Niall Ferguson is among Britain’s most valuable exports – a feted international academic with seats at Harvard, Stanford, the Harvard Business School and the LSE; he has also had spells at Oxford and Cambridge. His tomes sell in their millions; his TV shows are an engaging mix of self-confidence and charm. He is a credible talking head and he is consistently placed on lists of ‘influential people’. Across the globe then, Ferguson ‘matters’. Everywhere save British academic circles, where he’s seen as a neo-conservative oddity.
It’s sometimes said that the British, unlike the French and the Americans, mistrust public intellectuals. But the careers of Richard Dawkins, A. J. Ayer, Bertrand Russell and A.J.P. Taylor say otherwise. Even the truly odious Hugh Trevor-Roper was more loved than feared. Why, then, is Ferguson reviled rather than revered?
Naturally, envy plays its part. Basking in the bright lights of New York was never going to endear him to Britain’s mustier academes. But envy is only a constituent of contempt. Ferguson’s bumptious style is resented. He carries himself with the brash deportment of a nabob – a self-regarding parvenu who has absolute certainty in the merit of each and every one of his opinions.
And he has lot of opinions. His reputation as a financial historian is confirmed. And with good reason: The Cash Nexus is an involved masterpiece of gritty number-crunching. But his discursive meditations on the history of Western culture and empire are intellectually diaphanous.
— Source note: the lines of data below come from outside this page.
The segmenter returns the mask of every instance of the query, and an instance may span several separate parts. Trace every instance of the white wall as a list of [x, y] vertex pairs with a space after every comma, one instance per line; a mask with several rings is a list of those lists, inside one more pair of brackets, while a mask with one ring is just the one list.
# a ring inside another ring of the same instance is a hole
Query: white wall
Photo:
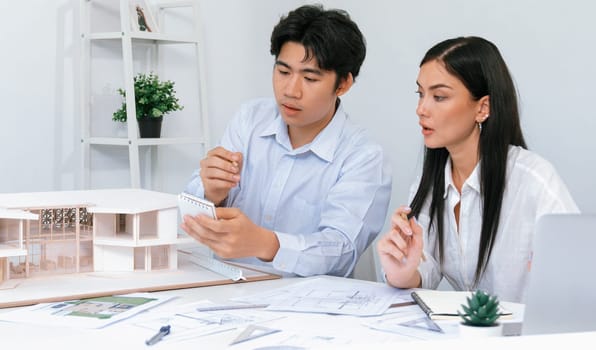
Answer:
[[[217, 141], [241, 102], [271, 95], [271, 29], [281, 14], [305, 1], [199, 3], [211, 135]], [[596, 212], [596, 3], [322, 3], [348, 10], [367, 38], [361, 75], [344, 103], [389, 154], [394, 172], [390, 210], [405, 203], [421, 157], [414, 90], [422, 55], [440, 40], [480, 35], [497, 44], [509, 63], [530, 149], [557, 167], [583, 211]], [[78, 5], [76, 0], [0, 2], [0, 192], [80, 185]], [[171, 177], [176, 180], [166, 187], [182, 188], [186, 172]], [[372, 268], [360, 274], [374, 276]]]

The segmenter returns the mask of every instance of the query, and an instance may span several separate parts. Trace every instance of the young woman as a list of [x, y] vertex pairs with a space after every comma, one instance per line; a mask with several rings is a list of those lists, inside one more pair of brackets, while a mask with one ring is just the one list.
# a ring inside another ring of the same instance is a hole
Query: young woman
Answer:
[[493, 43], [435, 45], [416, 84], [424, 165], [409, 207], [377, 245], [387, 282], [436, 288], [445, 277], [456, 290], [522, 301], [536, 221], [577, 205], [554, 167], [526, 149], [516, 89]]

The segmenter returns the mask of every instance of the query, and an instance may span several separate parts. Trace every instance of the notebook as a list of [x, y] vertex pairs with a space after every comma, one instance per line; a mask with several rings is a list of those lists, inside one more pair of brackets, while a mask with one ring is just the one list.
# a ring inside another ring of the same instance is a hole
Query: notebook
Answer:
[[182, 217], [184, 215], [197, 216], [203, 214], [212, 219], [216, 218], [215, 205], [213, 203], [185, 192], [178, 195], [178, 208]]
[[596, 331], [596, 214], [538, 220], [522, 334]]
[[[462, 304], [467, 304], [467, 297], [472, 292], [420, 289], [412, 292], [412, 299], [422, 311], [433, 320], [459, 318], [458, 311], [463, 312]], [[511, 318], [511, 311], [499, 304], [501, 318]]]

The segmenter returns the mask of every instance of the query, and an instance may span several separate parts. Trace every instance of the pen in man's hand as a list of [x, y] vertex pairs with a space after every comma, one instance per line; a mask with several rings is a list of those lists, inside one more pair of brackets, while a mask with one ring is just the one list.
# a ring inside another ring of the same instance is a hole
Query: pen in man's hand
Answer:
[[170, 334], [170, 325], [163, 326], [159, 329], [159, 332], [157, 332], [157, 334], [155, 334], [151, 338], [145, 340], [145, 344], [153, 345], [153, 344], [159, 342], [163, 337], [165, 337], [168, 334]]

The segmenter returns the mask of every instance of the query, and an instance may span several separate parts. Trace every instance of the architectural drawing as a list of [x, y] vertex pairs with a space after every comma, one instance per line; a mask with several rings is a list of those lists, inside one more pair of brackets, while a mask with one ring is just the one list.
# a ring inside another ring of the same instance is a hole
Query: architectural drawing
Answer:
[[412, 301], [410, 292], [370, 281], [306, 279], [291, 287], [281, 287], [233, 301], [259, 304], [267, 300], [267, 310], [313, 312], [334, 315], [378, 316], [394, 303]]
[[97, 271], [176, 270], [175, 195], [140, 190], [0, 194], [0, 286]]

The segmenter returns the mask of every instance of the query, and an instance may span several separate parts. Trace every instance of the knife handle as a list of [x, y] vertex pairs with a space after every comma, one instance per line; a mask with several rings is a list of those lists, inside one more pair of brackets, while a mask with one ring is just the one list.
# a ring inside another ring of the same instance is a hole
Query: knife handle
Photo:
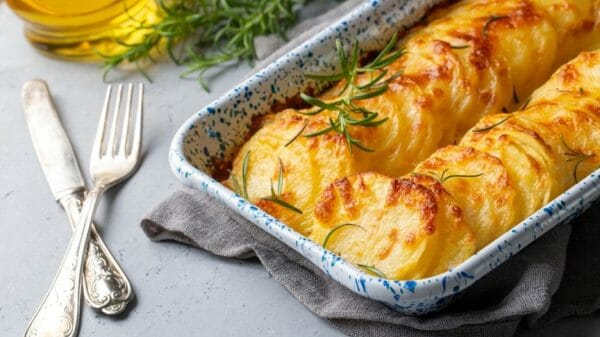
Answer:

Specialists decry his shallow research, his tabloidese and his insistence on structuring arguments according to the dictates of a six-part television series.
One academic I spoke to, a renowned specialist in 18th Century British imperialism, said that Ferguson consistently overreaches himself to produce “politically motivated pop history.” He continued, “Ferguson’s premise is that ‘empire’ shouldn’t be a dirty word; that the British Empire was a ‘civilising’ influence and the lesser of manifold evils. Fair enough: it’s important to challenge the smug post-colonial consensus. But you should do it credibly and with consideration. Imperialism’s negatives have long outlived its positives, which were largely counter-factual in any case. Upholding British imperialism on the grounds that Louis XIV, Hitler and Hirohito weren’t British is not a substantive argument.”
That is critical scholarship, not intellectual snobbery. It is not sufficient just to be engrossing and self-confident. Say what you like about David Starkey, but his learning is abundant even on television.
Ferguson’s latest book, Civilization: The West and the Rest, is another exercise in breadth rather than depth. In article in last Saturday’s Times (£), Ferguson presents his case in the form a question: ‘Why did a handful of tiny states at the western end of Eurasia come to such prominence?’ Then Ferguson, wearing his television presenter’s hat, condenses the history Western of civilisation into ‘6 killer apps’ – medicine, consumption, the work ethic, competition, property rights and science. From this he deduces that the word was more powerful than the sword, and that the East is now rising according to the Western template.
A contentious thesis worth debating, but, as Sam Leith argues in the upcoming issue of the Spectator, it looks like Ferguson has exceeded himself once again. Already, his assertions are being rubbished over the port and cheese.